Estoy en via Pignasecca, como digo, oliendo a carne, verdura, pescado y pizza caliente; sumergido en la multitud que compra, habla, discute, se abronca o ríe: matronas con su carrito, abuelos a los que envuelven doscientos gramos de mortadela o que fuman mientras ven pasar a la gente, fulanos tatuados y con rapados imposibles a los que no querrías encontrar en un callejón oscuro, mujeres de belleza densa y espesa, desgarradas, agresivas, típicas de los barrios populares. El rumor de colmena mezclado con bocinas de motos y automóviles, y toda esa luz mediterránea que se cuela entre decrépitos palacios de hace tres o cuatro siglos en los que, mezclados sin complejos en salones antiguos convertidos en humildes apartamentos, conviven decadentes apellidos aristocráticos con el pueblo más llano imaginable, como si todo Nápoles siguiera siendo un bucle sin final. Una película continua de Vittorio de Sica.

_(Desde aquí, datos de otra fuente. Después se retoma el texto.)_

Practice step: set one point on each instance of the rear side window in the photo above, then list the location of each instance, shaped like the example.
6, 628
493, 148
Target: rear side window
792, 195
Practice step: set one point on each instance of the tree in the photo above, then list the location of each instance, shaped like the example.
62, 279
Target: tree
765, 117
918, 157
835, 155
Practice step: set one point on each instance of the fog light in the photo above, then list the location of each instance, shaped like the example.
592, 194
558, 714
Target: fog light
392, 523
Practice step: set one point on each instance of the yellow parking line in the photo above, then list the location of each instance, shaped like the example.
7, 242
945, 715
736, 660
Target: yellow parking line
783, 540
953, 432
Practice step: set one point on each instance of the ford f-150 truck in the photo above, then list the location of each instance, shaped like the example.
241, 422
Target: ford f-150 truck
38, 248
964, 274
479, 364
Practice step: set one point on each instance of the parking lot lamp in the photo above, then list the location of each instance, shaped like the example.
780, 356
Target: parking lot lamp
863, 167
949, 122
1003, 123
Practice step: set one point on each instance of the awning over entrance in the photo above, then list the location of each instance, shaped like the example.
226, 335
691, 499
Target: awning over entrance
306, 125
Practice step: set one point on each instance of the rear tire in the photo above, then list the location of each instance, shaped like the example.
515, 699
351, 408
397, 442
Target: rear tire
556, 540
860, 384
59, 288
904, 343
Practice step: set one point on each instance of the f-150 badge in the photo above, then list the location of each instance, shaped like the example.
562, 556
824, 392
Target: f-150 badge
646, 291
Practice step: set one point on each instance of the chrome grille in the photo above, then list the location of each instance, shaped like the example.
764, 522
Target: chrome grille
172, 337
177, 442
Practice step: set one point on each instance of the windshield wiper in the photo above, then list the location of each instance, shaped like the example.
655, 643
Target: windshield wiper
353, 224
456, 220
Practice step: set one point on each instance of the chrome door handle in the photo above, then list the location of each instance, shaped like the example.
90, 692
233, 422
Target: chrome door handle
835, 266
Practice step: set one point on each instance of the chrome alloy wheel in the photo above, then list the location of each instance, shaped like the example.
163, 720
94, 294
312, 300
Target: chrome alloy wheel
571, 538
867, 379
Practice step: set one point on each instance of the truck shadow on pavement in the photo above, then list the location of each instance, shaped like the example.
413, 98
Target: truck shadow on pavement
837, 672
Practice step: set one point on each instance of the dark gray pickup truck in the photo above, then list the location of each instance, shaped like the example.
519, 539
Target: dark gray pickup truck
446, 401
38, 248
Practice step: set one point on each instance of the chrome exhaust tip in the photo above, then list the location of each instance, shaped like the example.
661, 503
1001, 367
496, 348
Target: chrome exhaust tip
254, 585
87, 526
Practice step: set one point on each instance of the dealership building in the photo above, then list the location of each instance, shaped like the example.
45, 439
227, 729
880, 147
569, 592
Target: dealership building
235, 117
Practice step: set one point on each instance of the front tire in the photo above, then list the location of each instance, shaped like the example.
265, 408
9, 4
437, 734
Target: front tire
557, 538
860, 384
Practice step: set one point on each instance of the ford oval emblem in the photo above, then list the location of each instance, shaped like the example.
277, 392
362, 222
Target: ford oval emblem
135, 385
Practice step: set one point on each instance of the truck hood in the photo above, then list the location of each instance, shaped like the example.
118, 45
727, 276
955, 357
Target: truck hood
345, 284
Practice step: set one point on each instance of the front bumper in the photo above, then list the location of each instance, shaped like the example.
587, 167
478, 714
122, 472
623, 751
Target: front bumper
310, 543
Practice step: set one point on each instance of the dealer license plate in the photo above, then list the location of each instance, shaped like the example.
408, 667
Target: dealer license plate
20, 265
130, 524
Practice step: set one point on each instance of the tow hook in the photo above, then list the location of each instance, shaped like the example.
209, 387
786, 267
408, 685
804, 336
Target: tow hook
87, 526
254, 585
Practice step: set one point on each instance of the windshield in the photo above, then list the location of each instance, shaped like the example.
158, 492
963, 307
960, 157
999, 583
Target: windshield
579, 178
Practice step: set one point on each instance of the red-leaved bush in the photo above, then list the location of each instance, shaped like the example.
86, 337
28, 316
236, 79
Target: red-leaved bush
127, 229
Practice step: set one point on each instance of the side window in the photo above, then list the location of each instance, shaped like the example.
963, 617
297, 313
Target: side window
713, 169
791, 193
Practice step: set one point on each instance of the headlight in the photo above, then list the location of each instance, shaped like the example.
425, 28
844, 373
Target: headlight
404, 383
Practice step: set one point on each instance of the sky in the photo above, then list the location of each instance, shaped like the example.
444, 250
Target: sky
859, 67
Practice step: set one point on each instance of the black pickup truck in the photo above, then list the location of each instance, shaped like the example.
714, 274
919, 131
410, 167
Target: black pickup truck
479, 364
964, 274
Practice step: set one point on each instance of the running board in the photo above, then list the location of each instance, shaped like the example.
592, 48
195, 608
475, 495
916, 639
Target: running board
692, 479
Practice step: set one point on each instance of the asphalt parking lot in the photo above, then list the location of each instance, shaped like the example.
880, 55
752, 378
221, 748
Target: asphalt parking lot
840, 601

Y para corroborar todo eso, o parte de ello, veo que entre la multitud que llena la calle intenta avanzar una furgoneta; y que el conductor, un hombre joven, va muy despacio porque delante de él camina un viejecito que no se da cuenta y no se aparta. Y en vez de darle un bocinazo o gritarle por la ventanilla, como harían en tantos otros lugares, el conductor sigue detrás un largo trecho, paciente, esperando a que el abuelete se aparte. Y apenas dejo atrás la furgoneta me encuentro delante del mostrador fascinante de una pescadería, admirando la frescura de lo allí expuesto pese a lo cargado del gentío y del ambiente, e intento imaginar a un inspector de sanidad de los que vigilan las normas comunitarias europeas, enfrentándose a aquello. Y mientras hago eso, imaginarme parado al inspector con su libreta y su boli, el pescadero coge un cubo de agua de dudosa procedencia y, sin cortarse un pelo, lo arroja por encima de cuanto tiene en el mostrador; dándole, en efecto, ese aspecto de frescura y recién pescado que tanto me atrajo antes. E imagino entonces al inspector de sanidad, que tal vez estaría a punto de preguntar algo al pescadero, de pedirle un certificado o algo así, quedarse a medio decirlo, con la libreta y el bolígrafo en alto, y luego cerrar la boca, guardar la libreta y largarse discretamente, casi de puntillas. Pensando que los del consejo de sanidad de Bruselas, o como se llame lo que hay allí, no tienen ni puta idea del mundo y de la vida real. De Nápoles, como digo. De mi Nápoles.